A Russian style cuisine prepared in two hours

SIOUX CITY, Iowa - Students in Western Iowa Tech's culinary program prepared their best international meals for their final.

"This really puts to test all the different things that they've learned and then it's applied in a very unique way," says Chef Brett McCarthy, program coordinator. 

Students had two hours to prepare a Russian-inspired recipe that they could all sit down and eat together for their final presentation.

"Oh, yeah this is a lot better than any test I've ever taken," says Justin Aguirre, culinary student.
 
They've prepared the whole school year for this, and their progression has not gone unnoticed.

"It's been a great journey. From watching them not being able to hold their knives properly to not being able to read a recipe. Like, 'here's your recipe, go do it,' and they do it," says Chef Nick Gunn, professor. 

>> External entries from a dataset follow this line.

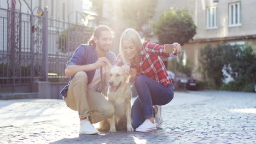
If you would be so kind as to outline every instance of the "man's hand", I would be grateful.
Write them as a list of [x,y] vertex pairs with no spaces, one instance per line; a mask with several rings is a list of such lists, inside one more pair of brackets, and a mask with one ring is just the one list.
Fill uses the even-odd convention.
[[108,59],[106,57],[100,57],[97,62],[95,63],[96,69],[98,69],[105,65],[108,65],[109,63],[109,61],[108,61]]
[[130,69],[130,65],[128,64],[124,64],[122,65],[123,71],[125,74],[129,74]]
[[174,43],[172,44],[174,45],[173,52],[172,52],[172,53],[178,53],[179,52],[181,51],[181,46],[179,43]]

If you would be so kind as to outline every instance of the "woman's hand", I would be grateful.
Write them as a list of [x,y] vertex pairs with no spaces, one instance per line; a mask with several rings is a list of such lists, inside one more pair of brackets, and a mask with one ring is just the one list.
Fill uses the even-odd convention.
[[179,43],[174,43],[172,44],[174,45],[173,53],[178,53],[181,51],[181,46]]
[[129,74],[130,69],[130,65],[128,64],[124,64],[122,65],[123,71],[125,74]]

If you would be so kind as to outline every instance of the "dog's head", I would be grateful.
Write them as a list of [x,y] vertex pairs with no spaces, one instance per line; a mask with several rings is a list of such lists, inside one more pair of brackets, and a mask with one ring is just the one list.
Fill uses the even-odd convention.
[[115,67],[112,68],[108,82],[109,92],[115,92],[123,82],[129,82],[130,76],[136,73],[136,70],[134,69],[131,69],[130,75],[126,75],[121,67]]

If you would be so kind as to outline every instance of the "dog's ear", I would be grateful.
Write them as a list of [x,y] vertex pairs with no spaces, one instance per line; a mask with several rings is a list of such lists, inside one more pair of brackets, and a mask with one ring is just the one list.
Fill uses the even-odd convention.
[[137,73],[137,70],[136,69],[131,69],[130,70],[130,75],[133,76]]

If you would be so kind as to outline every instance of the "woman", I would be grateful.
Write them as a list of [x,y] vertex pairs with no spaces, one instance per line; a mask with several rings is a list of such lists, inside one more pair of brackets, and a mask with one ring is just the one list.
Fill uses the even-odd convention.
[[121,67],[125,74],[129,74],[131,68],[137,70],[137,76],[131,77],[135,80],[138,96],[131,110],[132,125],[137,131],[150,131],[162,124],[160,105],[171,101],[173,88],[159,56],[176,58],[181,47],[178,43],[173,45],[173,53],[166,53],[162,45],[149,41],[142,43],[139,34],[133,29],[126,29],[121,37],[120,53],[113,64]]

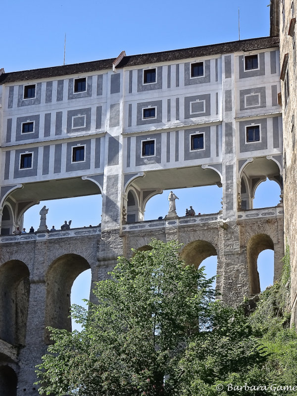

Jamie Perez asks, "What was the most challenging part for you?"
"Knife skills. Freshman year,' says Renae Oolman, student
 
Hours of technique and crafting the culinary arts; a program that's landed hundreds of these young chefs jobs straight out of college.

They've had the privilege of learning from some of the best staff at McCarthy and Bailey's, M's on 4th, and Wells Blue Bunny. In fact, you can find a graduate of this program or a current student working at around 30 different restaurants in the Sioux City area.

Many of these soon-to-be graduates have already landed jobs at Disney World, Northwest College, Mercy, Main and Abbey, and more.

So next time you go out for a meal in the Siouxland area, your food may very well be prepared by someone in this graduating class.

"I love just making something different every day. No two days have been the same, it's been really fun learning different things, learning to cook from different countries," says Oolman.
 
"I enjoy cooking, it's my passion. I love learning different techniques of cooking and stuff. I've just loved cooking since I was little," says Charlie McIntosh, student.